# HTML mit Java verknüpfen



## Don83 (29. Jul 2009)

Hallo, 
sorry fürs fluten des Forums, aber nach Lösung des letzten Problems bin ich nun auf der Suche wie man die Eingabe über eine HTML webformular mit einem java programm verknüpft.
Also wenn jemand etwas in das Formular eingibt, dann soll die Eingabe an mein Java Programm als String weitergegeben werden. 
Wäre erneut für Hinweise auf packages etc. dankbar.


----------



## 0x7F800000 (29. Jul 2009)

Don83 hat gesagt.:


> bin ich nun auf der Suche wie man die Eingabe über eine HTML webformular mit einem java programm verknüpft.
> Also wenn jemand etwas in das Formular eingibt, dann soll die Eingabe an mein Java Programm als String weitergegeben werden.

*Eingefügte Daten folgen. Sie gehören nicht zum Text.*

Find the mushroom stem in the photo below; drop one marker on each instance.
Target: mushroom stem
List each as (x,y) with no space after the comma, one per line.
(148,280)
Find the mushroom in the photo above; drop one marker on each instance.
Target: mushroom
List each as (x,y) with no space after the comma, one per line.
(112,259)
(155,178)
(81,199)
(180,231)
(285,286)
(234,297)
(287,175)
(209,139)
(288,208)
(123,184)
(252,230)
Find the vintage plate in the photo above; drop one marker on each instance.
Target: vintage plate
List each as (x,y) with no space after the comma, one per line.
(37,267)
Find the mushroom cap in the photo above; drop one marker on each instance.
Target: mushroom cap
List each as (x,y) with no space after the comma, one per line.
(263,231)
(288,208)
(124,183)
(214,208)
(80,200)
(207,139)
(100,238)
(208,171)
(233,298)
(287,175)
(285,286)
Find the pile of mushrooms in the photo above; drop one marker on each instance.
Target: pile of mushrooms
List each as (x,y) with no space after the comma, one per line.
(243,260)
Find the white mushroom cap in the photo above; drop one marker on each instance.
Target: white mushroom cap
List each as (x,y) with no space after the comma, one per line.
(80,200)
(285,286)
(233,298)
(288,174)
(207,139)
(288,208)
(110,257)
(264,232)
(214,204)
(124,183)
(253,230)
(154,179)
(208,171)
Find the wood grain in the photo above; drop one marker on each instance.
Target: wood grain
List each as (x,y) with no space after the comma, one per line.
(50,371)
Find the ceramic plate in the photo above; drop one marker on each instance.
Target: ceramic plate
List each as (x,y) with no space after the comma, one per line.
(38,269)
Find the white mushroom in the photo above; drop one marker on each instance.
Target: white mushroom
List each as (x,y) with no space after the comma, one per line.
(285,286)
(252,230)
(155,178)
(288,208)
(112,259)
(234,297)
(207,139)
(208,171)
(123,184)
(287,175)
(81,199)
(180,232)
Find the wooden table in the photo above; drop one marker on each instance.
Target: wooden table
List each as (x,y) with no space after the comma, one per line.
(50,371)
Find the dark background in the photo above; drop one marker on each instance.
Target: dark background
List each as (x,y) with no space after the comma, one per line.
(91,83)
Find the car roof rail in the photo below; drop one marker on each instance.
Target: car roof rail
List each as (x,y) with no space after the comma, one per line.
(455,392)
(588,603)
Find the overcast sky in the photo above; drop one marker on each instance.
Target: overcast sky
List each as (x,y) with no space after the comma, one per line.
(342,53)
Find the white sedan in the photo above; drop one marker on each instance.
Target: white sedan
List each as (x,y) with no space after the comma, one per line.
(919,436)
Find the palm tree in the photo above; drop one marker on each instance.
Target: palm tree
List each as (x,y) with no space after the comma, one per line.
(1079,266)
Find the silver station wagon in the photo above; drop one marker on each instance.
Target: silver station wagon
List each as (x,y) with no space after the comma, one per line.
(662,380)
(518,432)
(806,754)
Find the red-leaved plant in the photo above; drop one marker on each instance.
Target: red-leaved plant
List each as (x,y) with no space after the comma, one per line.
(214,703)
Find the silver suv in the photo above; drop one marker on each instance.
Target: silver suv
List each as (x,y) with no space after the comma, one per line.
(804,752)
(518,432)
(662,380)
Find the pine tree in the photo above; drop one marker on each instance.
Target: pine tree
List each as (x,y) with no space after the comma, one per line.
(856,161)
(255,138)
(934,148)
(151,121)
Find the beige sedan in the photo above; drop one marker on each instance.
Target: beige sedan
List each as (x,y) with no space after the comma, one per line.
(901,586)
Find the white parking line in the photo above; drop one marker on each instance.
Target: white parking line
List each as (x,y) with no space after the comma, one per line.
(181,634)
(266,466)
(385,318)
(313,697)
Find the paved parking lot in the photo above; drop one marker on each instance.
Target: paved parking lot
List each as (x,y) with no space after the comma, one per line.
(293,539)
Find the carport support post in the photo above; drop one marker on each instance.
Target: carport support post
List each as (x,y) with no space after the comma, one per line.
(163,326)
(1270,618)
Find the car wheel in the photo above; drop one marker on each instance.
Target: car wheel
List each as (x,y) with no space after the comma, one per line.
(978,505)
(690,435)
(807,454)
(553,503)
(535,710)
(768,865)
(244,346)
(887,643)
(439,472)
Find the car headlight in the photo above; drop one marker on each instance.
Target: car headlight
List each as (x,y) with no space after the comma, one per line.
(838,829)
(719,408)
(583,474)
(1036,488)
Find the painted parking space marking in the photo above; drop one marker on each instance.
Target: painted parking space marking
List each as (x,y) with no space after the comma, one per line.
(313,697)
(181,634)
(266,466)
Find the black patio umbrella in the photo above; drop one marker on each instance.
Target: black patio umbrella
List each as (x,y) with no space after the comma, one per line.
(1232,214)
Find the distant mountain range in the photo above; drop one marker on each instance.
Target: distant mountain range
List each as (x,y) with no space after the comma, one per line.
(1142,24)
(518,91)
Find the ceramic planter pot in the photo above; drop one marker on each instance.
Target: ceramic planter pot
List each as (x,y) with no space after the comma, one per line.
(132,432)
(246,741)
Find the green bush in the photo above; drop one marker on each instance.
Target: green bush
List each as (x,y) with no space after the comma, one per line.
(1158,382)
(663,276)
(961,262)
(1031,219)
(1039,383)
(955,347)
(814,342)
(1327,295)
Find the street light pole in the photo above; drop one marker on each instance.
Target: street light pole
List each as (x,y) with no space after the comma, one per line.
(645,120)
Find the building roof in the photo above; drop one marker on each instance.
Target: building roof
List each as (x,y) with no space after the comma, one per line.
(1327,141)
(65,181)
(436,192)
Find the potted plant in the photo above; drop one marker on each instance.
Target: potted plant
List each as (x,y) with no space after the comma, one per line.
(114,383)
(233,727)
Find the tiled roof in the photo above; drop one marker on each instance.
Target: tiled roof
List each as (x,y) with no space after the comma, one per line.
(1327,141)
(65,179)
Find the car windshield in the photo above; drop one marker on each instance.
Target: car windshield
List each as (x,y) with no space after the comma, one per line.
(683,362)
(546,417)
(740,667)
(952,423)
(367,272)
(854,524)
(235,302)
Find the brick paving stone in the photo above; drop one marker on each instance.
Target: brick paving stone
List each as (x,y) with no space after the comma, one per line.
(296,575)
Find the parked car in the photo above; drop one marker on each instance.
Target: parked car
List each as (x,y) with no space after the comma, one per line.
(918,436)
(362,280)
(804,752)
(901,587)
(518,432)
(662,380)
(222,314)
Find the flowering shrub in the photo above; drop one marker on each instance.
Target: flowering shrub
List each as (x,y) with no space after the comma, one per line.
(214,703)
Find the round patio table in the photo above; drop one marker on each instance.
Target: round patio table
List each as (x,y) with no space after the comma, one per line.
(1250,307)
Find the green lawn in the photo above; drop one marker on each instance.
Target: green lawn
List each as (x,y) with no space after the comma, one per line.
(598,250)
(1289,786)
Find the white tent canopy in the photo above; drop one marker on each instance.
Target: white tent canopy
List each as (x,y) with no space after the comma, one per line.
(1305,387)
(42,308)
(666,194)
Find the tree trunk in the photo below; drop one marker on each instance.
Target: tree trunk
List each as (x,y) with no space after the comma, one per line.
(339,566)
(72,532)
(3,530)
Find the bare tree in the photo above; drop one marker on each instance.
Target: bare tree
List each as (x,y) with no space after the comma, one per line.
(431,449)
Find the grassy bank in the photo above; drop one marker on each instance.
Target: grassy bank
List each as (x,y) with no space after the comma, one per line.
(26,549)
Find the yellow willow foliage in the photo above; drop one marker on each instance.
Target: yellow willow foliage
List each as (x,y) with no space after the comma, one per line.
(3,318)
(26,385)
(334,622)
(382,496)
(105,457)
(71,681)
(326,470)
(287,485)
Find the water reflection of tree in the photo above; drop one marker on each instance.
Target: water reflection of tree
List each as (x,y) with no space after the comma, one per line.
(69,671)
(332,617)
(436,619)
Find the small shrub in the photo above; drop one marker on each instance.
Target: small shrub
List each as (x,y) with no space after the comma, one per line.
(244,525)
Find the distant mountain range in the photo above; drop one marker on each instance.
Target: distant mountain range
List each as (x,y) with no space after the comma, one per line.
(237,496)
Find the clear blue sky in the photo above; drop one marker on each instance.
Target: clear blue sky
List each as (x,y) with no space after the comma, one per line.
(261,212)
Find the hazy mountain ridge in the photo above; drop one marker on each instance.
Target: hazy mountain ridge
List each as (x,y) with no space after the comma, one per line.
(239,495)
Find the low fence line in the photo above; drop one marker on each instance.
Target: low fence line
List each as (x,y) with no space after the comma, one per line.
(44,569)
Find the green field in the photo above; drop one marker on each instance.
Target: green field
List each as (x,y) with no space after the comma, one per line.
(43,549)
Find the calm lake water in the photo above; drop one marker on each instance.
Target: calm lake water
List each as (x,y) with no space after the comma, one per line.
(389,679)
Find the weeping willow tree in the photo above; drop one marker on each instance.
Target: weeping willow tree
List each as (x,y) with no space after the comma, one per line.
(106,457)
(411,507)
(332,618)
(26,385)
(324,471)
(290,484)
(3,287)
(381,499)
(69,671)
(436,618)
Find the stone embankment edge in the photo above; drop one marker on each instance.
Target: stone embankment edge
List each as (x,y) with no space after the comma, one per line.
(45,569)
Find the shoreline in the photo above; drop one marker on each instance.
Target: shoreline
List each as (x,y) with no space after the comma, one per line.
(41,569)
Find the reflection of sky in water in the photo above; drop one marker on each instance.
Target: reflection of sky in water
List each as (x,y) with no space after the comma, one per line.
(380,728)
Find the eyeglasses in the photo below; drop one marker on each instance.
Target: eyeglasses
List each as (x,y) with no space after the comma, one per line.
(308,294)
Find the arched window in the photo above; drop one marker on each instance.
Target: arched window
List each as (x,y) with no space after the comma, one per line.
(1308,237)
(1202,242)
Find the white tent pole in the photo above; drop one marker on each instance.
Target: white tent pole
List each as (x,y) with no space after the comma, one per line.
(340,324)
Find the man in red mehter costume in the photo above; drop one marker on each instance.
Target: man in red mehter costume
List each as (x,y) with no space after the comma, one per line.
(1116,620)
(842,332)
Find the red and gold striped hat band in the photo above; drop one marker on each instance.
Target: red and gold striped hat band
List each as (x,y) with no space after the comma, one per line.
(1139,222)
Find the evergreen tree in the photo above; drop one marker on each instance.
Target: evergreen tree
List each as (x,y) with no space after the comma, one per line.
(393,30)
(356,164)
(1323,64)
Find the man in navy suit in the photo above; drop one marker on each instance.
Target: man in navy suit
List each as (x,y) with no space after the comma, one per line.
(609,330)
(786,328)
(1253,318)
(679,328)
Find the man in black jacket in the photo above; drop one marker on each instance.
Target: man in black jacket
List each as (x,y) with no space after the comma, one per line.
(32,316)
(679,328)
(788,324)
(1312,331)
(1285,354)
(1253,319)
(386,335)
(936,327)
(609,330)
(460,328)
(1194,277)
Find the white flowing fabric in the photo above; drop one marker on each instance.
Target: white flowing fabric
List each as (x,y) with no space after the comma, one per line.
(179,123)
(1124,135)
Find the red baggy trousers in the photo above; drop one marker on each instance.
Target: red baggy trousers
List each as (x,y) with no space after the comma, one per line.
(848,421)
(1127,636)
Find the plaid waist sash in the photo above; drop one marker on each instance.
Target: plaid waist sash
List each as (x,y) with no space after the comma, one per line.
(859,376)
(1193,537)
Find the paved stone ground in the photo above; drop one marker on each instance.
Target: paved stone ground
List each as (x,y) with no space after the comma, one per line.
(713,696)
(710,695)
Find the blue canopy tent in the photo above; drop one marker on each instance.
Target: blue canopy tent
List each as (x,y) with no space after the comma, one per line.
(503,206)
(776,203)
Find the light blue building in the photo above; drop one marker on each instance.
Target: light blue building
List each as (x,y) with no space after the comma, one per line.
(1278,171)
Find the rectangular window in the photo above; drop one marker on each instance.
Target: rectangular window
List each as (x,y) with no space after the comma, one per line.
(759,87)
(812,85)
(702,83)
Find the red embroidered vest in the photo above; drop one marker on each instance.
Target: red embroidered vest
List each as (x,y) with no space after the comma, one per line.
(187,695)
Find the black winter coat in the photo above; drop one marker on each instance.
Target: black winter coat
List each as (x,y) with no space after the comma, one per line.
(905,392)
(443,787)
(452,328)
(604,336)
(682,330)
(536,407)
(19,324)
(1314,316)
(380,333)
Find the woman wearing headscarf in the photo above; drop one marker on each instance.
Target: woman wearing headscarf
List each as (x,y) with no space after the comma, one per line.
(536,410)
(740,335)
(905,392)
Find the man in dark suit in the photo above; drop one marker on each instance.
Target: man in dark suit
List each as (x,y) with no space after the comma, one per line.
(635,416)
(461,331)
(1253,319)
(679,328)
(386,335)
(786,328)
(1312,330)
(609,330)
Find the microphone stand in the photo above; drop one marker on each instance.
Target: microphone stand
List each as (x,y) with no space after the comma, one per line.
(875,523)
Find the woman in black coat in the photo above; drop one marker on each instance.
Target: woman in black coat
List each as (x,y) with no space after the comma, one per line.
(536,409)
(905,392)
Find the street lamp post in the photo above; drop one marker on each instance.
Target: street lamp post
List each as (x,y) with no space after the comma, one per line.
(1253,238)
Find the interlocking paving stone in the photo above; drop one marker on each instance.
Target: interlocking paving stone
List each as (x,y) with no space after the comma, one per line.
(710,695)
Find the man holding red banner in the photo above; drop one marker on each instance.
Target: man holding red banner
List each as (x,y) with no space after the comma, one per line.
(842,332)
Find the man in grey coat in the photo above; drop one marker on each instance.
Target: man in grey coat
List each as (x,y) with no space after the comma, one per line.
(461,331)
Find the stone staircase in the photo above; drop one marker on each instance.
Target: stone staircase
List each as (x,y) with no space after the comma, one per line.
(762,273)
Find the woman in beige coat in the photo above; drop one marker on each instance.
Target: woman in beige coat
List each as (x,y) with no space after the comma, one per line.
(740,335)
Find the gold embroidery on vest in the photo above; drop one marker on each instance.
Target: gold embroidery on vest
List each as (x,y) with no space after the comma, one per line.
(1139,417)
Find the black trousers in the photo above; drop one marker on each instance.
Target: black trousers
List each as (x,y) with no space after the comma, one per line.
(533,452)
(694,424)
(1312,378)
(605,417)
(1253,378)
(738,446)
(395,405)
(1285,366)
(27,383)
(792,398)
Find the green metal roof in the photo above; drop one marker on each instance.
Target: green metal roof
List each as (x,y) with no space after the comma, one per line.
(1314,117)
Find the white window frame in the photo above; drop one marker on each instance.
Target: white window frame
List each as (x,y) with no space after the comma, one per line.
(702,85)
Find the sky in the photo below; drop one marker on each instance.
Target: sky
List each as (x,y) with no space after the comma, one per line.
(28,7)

Nja, das kommt drauf an wie es auf der Serverseite aussieht: was hast du denn dort? Im einfachsten falle, wenn es einfach ein Servlet ist, kriegst du die übergebenen parameter zB. mit
ServletRequest (Java(TM) Web Services Developer Pack (Version 1.6))
als String, wenn du das mit JSP's zusammenbastelst, geht's mit der EL anscheinend recht leicht mit sowas:
Galileo Computing :: Java ist auch eine Insel (8. Auflage) – 20.5 Formulardaten
Ansonsten gibt's da tausend andere möglichkeiten, hängt halt davon ab, wie du diese ganze geschichte auf der serverseite behandelst... :bahnhof:


----------



## Don83 (29. Jul 2009)

hm naja habe einen debian server und nutze als webserver apache. Aber bin nun immer mehr dazu abgedriftet die Formular eingabe mit PHP zu bearbeiten. 
Habe zwar noch nie PHP benutzt aber ist ja an sich ganz leicht. Also klappt gerade (noch) ganz gut. 
Also das Prob hat sich dann wohl auch erstmal erledigt.


----------